Wednesday, June 25, 2008

Nokia Acquires the Rest of Symbian; Embraces Open Source

Conspicuous by its absence in the list of Google's Android partners has been Nokia, the biggest name in mobile phones. And while Monday the Wall Street Journal reported that Google is finding it more difficult to "change the cell phone industry" than it might have originally thought, on Tuesday Nokia delivered what could be another blow: it purchased the remaining 52% of Symbian, the company behind the software on its handsets, as well as making the software open source.

In terms of the Symbian purchase, according to a press release, Nokia has received favorable responses from all the major stakeholders, except Samsung, but expects Samsung to agree as well.

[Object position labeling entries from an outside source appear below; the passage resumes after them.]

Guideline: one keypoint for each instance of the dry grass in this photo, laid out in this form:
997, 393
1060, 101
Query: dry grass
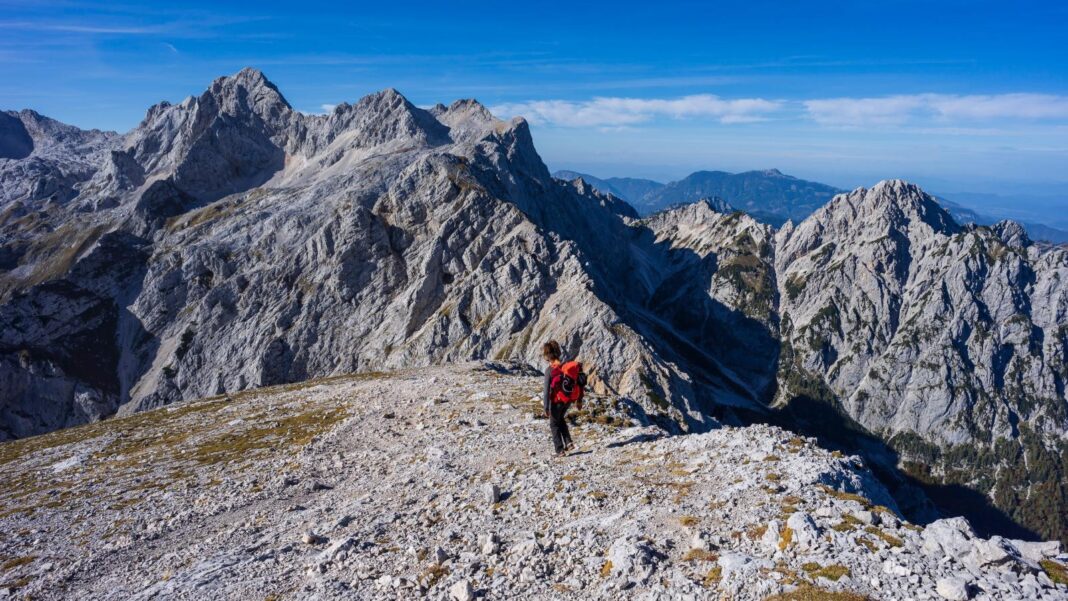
786, 538
688, 521
700, 555
433, 574
756, 532
886, 537
713, 576
1057, 572
807, 592
16, 562
293, 431
848, 523
846, 495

It already has 91% of the remaining shares accounted for.

Meanwhile, the company announced the Symbian Foundation, which is expected to start operating during the first half of 2009. Membership of the foundation will be open to all, though not free: there's an annual membership fee of $1,500.

In the press release announcing the foundation, Olli-Pekka Kallasvuo, CEO of Nokia said:
"Establishing the Foundation is one of the biggest contributions to an open community ever made. Nokia is a strong supporter of open platforms and technologies as they give the freedom to build, maintain and evolve applications and services across device segments and offer by far the largest ecosystem, enabling rapid innovation. Today's announcement is a major milestone in our devices software strategy."
Sony Ericsson and Motorola have agreed to contribute technology from UIQ and DOCOMO has also agreed to contribute its MOAP(S) assets to the foundation.

So, is this really a strike at Android? Well, the Foundation does say on their home page that the idea is
to create an unparalleled open software platform for converged mobile devices, enabling the whole mobile ecosystem to accelerate innovation.
Hmmm. Sounds vaguely Android-ish. At the same time however, bringing the software in-house makes the device more iPhone-ish, with Nokia controlling both sides of the device - though you'd never see Apple go open source.